Perdí el vuelo en Amsterdam, aeropuerto de Estambul, el más grande del mundo
Los gatos son reyes de la calle
Muchas gracias a todas y todos por leerme, de verdad que eso me da el empujón que necesito para seguir narrando pensamientos, comentarios sobre arte, aventuras y experiencias. Resulta que estaba contando la estadía en París con Alina mi hija, de marzo pasado (2026), pero aquí y ahora ya estoy en Estambul, Turquía, así que pienso dejar atrás Paris. Mejor el presente. Un viaje de Ciudad de México a Amsterdam para seguir a Estambul. Pero perdí la conexión. La verdad que no vuelvo a viajar sola en lo que me queda de vida. Pensé que las maletas irían directamente a Estambul, cuando entendí que no, que tenía que recogerlas en Amsterdam y hacer el transfer, pues perdí el vuelo. Mil euros después y en clase economy pude viajar esa noche del 6 de agosto a las 11 pm. Me tocó un turco al lado, Dogan, en la última fila hasta atrás de Turkish Airlines, línea aérea que resultó ser muy buena, rica comida y estupendo servicio. Conversé con Dogan, empresario que fabrica llantas, le conté que la artista mexicana Betsabeé Romero trabaja magia con sus migrantes de oro en las llantas.

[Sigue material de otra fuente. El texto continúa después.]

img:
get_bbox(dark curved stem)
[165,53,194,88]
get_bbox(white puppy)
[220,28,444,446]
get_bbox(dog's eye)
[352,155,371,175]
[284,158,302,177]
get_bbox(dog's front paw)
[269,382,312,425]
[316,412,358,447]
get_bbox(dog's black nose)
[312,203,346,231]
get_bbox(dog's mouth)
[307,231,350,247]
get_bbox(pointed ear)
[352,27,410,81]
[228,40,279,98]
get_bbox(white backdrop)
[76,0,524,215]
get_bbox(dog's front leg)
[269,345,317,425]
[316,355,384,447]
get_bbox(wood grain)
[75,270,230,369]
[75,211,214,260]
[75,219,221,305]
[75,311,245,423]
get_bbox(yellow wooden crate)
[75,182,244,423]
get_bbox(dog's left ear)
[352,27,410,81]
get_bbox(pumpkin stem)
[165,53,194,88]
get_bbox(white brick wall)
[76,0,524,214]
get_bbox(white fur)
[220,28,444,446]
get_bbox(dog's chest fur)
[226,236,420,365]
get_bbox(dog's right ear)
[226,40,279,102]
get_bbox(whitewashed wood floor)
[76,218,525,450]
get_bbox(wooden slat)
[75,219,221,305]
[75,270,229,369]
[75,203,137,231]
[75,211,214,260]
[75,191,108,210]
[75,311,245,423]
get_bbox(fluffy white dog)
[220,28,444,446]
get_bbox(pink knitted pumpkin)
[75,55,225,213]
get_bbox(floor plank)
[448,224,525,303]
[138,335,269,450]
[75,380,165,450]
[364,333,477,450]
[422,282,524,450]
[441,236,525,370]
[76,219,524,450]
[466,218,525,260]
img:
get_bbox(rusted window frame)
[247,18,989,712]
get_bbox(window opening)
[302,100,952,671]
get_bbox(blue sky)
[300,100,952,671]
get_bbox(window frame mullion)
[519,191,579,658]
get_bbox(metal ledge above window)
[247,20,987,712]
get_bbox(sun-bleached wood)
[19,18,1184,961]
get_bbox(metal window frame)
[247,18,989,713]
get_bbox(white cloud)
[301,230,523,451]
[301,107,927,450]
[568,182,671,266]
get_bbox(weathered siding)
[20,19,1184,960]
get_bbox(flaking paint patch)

El aeropuerto de Estambul es el mayor del mundo, diseño de arquitecto británico con capacidad de 150 millones de pasajeros al año, verdaderamente impactante, como que cabe toda una ciudad dentro. Pensé en nuestro pobre Benito Juárez, aeropuerto de la Ciudad de México. A las 4:30 am por fin llegué al departamento de mi querida amiga turca, Sevil Sert, fotógrafa de moda y publicitaria, además galerista de arte contemporáneo. La conocí hace muchos años en Art Basel Miami, desde entonces muy cercana. Ya había venido a visitarla a Estambul 15 años atrás. Adoro esta ciudad de Dios, donde los gatos son reyes de la calle, el sonido de los rezos a Alá y las mezquitas me cubren de espirito, la gente, los turcos, de una verdadera amabilidad.
Amanecí a las 11 am, desayuno riquísimo donde recomendó Emre, el “Ricardo” de Sevil Sert, en Yigit Sofram Gözieme ve Kahvaltí, de ahí caminamos a casa de cambio, calles sucias con muchas, muchas colillas de cigarros, gatos, y farmacias Eczane. A casa oyendo Mozart en la sala, tequila. Pasó el día muy rápido, ahora salimos a cenar al mejor restaurante de Estambul, luego apunto el nombre. Ahí hablamos con vecino de mesa, un joyero. Calamar rico y betabel como en chips, deshidratado. A caminar después al Bósforo.
Dormí 10 horas, desayuno asqueroso en restaurante terraza de al lado. Llegamos tarde al Bus Tour, así que por nuestra cuenta Aya Sofía con entrada en teléfono.
Santa Sofía (en turco: Ayasofya, en griego: Ágia Sofía, "Sagrada Sabiduría”) gran y famosa obra de arte. empezó como iglesia cristiana en el año 537, pasó a ser mezquita en 1453, luego museo un tiempo, hoy otra vez mezquita.
Al Topkapi Palace no pudimos entrar por llegar tarde (por comer porquería al lado de casa), maíz en mazorca en la Plaza de Sultanahmet (antiguo Hipódromo de Constantinopla), cuánta historia. Ahí el Obelisco de Teodosio, egipcio de granito rojo tallado en el siglo XV a. C. para el faraón Tutmosis III en el Templo de Karnak, Luxor. Fue transportado y re-erigido en el Hipódromo de Constantinopla por el emperador romano Teodosio I en el año 390 d. C. La Columna de la Serpiente de bronce de la Antigua Grecia creada en el siglo V a. C. (año 479 a. C.). Se erigió originalmente en el Santuario de Apolo en Delfos para conmemorar la victoria de las ciudades-estado griegas sobre el Imperio persa en la Batalla de Platea. Trasladada a Constantinopla por orden del emperador Constantino I el Grande en el año 324 d. C. El Obelisco de Constantino con altura 32 metros de altura, construido con bloques de piedra.